WANGANUI CITY COLLEGE BOARD OF TRUSTEES VS WANGANUI MIDWEEK
A complaint by the Wanganui City College board of trustees to the New Zealand Press Council against an item published in Wanganui Midweek has not been upheld. The item, relating to pupils of the College was published on March 1 in a snippets column compiled by a retired reporter.The item read : Donna said her daughter won't be going there. "I drive past the City College at lunchtime and the students, girls and boys, are standing out the front smoking. And if they're not smoking, you see them kissing and canoodling. Surely a teacher could wander about now and
then and put a stop to all this. It's a shocker. I don't know about Wanganui High School. Perhaps you just can't see the students doing the same thing, but I don't think so.''
The board chairperson, Mrs A Bunn, complained that the piece offended against several of the Press Council's statement of principles: the requirement for accuracy, fairness and balance; the requirement for particular consideration when reporting about children and young people; the
obligation to make distinctions between fact and opinion; and against the non-discrimination principle. She wondered whether the mother Donna is a true person.

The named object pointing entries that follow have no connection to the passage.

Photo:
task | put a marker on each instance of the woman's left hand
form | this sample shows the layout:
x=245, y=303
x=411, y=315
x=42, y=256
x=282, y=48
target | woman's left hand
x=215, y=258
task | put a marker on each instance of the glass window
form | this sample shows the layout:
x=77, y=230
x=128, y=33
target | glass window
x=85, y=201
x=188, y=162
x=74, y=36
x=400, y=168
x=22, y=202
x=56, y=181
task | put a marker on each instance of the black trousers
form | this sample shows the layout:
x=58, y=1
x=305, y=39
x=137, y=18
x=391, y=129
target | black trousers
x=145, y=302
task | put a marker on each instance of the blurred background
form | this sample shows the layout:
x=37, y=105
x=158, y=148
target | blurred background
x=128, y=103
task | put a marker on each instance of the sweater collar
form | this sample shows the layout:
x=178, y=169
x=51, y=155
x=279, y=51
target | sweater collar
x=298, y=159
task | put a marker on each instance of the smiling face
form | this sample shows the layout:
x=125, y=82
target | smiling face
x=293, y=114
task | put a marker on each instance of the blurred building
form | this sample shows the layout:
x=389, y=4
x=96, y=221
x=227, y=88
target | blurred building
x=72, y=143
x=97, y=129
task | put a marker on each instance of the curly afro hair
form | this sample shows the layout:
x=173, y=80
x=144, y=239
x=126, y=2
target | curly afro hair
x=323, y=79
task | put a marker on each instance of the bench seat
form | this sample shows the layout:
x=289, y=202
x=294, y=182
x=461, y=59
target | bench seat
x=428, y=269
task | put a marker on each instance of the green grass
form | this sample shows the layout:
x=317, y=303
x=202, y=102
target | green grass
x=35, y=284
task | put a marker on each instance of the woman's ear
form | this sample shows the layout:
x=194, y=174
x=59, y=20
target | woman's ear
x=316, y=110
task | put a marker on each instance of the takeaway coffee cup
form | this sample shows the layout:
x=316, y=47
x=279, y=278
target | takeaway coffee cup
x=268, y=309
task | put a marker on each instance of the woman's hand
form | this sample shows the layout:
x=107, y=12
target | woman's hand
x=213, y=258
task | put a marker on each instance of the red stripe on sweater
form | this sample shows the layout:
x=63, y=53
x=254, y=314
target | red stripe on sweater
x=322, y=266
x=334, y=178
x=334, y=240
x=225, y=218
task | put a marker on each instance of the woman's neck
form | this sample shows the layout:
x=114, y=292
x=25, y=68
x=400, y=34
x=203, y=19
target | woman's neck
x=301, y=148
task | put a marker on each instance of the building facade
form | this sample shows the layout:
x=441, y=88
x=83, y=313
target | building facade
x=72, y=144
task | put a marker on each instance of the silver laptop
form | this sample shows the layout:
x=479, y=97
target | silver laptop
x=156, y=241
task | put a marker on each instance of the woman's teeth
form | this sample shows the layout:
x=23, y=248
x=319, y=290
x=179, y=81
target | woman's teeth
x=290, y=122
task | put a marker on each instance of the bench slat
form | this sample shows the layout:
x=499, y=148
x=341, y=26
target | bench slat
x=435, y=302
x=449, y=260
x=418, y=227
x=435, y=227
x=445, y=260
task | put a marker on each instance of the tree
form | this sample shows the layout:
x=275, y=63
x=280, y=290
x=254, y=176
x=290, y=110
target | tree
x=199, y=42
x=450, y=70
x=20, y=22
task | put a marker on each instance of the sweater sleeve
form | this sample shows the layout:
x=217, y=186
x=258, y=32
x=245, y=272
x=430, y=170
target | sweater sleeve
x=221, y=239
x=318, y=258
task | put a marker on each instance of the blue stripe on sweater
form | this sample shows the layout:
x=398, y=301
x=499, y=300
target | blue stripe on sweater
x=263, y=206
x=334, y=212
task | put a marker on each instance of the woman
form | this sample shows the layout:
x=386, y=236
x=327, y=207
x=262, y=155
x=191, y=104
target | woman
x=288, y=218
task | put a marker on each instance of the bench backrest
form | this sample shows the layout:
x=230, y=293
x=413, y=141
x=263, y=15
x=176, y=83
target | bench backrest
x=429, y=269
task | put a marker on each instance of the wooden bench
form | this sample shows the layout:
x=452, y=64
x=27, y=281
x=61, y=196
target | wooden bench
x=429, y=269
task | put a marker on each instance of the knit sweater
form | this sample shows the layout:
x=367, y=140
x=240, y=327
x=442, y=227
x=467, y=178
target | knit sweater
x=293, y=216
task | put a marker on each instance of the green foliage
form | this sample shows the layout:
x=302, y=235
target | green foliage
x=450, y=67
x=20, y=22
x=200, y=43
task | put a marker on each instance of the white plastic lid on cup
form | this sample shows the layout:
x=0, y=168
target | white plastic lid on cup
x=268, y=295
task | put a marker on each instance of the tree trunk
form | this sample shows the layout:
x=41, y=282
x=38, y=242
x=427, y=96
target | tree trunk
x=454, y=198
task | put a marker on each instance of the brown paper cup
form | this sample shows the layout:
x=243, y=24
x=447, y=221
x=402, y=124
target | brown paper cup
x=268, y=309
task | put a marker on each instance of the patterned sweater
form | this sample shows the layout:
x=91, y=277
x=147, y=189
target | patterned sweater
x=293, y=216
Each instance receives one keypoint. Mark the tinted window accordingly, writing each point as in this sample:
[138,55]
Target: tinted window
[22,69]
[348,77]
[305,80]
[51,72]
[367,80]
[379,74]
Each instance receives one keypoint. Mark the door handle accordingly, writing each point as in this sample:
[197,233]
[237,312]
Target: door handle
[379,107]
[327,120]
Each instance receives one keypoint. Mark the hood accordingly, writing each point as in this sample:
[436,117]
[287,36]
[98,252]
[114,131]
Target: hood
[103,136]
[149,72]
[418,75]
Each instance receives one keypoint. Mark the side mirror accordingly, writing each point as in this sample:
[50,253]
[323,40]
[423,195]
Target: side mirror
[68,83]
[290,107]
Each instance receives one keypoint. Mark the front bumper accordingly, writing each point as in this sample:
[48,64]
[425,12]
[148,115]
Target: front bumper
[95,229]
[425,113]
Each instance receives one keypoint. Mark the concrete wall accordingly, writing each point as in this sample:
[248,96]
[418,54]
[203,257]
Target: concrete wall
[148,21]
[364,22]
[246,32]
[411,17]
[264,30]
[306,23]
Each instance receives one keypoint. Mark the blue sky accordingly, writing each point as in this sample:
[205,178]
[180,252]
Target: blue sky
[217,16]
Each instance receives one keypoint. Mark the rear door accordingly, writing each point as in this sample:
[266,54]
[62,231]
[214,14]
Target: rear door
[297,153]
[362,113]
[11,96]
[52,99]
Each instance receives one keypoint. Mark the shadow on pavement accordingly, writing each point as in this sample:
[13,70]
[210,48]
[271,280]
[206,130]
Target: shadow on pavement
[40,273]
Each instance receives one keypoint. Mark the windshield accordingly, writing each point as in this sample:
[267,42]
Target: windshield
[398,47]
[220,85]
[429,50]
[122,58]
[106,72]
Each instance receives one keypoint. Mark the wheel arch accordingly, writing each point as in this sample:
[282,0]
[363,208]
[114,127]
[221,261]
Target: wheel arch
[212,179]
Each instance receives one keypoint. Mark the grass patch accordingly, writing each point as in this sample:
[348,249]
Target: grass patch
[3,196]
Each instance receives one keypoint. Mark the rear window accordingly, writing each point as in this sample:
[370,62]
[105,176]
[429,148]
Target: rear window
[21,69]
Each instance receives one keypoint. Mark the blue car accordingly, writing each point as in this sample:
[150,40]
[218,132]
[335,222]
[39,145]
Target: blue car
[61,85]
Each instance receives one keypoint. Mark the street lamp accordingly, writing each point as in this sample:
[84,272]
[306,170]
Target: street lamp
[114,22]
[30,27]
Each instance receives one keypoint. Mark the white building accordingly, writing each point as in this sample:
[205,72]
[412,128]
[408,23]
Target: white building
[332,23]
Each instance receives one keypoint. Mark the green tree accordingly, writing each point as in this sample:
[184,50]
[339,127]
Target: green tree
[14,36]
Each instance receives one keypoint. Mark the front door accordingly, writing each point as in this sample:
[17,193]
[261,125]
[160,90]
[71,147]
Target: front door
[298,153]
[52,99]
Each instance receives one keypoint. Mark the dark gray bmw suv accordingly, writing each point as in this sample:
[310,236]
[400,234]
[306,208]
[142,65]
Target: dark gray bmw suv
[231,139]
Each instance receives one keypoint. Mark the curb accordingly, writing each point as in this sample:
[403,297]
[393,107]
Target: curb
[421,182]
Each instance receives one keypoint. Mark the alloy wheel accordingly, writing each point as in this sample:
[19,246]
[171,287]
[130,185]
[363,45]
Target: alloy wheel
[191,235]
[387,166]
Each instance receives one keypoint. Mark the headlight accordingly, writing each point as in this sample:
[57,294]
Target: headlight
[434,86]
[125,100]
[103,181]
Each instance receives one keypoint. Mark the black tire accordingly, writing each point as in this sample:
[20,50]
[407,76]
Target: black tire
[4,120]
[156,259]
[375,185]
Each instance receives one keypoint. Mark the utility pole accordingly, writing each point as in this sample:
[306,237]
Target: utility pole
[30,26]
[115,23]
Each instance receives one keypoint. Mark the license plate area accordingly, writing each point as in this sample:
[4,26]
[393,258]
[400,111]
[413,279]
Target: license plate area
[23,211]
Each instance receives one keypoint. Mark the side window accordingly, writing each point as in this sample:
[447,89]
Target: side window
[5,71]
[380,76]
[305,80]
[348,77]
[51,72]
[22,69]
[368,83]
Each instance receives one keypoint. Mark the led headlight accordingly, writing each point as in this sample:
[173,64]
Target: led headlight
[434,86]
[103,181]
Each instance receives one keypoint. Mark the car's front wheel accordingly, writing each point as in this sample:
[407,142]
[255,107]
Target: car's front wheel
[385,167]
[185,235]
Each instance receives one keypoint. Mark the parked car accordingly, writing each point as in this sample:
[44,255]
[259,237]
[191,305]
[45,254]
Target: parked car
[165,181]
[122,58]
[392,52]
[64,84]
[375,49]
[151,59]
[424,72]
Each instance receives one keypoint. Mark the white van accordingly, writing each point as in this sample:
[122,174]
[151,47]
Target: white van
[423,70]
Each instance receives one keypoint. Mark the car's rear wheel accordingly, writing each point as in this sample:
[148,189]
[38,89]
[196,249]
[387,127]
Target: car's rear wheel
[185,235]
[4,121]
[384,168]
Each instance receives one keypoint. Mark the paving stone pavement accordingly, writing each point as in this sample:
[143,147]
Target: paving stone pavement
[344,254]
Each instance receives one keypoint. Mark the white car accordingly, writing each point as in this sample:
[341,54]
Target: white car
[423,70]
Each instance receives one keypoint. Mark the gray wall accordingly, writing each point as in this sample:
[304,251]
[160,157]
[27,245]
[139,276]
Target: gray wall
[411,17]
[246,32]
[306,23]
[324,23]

Wanganui Midweek is a give-away newspaper and the editor of the Wanganui Chronicle, John Maslin has responsibility for it though he is not involved in its production. Mr Maslin says the column deals with issues in a light-hearted and sometimes flippant manner.
Both Mrs Bunn and the school principal, Brian Woolhouse, contacted Mr Maslin the day the item was published to express their concerns.
Mr Maslin believes the school's upset was exacerbated by the fact two of
its pupils had recently been killed in an accident and he acknowledged that the school's state of grieving should have been considered in the decision to publish.
The principal was offered a right a reply and a letter from him appeared the following week. It invited Donna to contact him and to visit the school one lunchtime to "walk around the grounds and meet our many polite, helpful and cheerful young citizens."
The editor says he has issued instructions that in future, comment must be sought from all parties in the interests of fairness and balance.
The council believes the editor acted properly in response to the school's complaints, giving it a right of reply when the matter was drawn to his attention and issuing instructions for future such items.
The council does not uphold the complaint.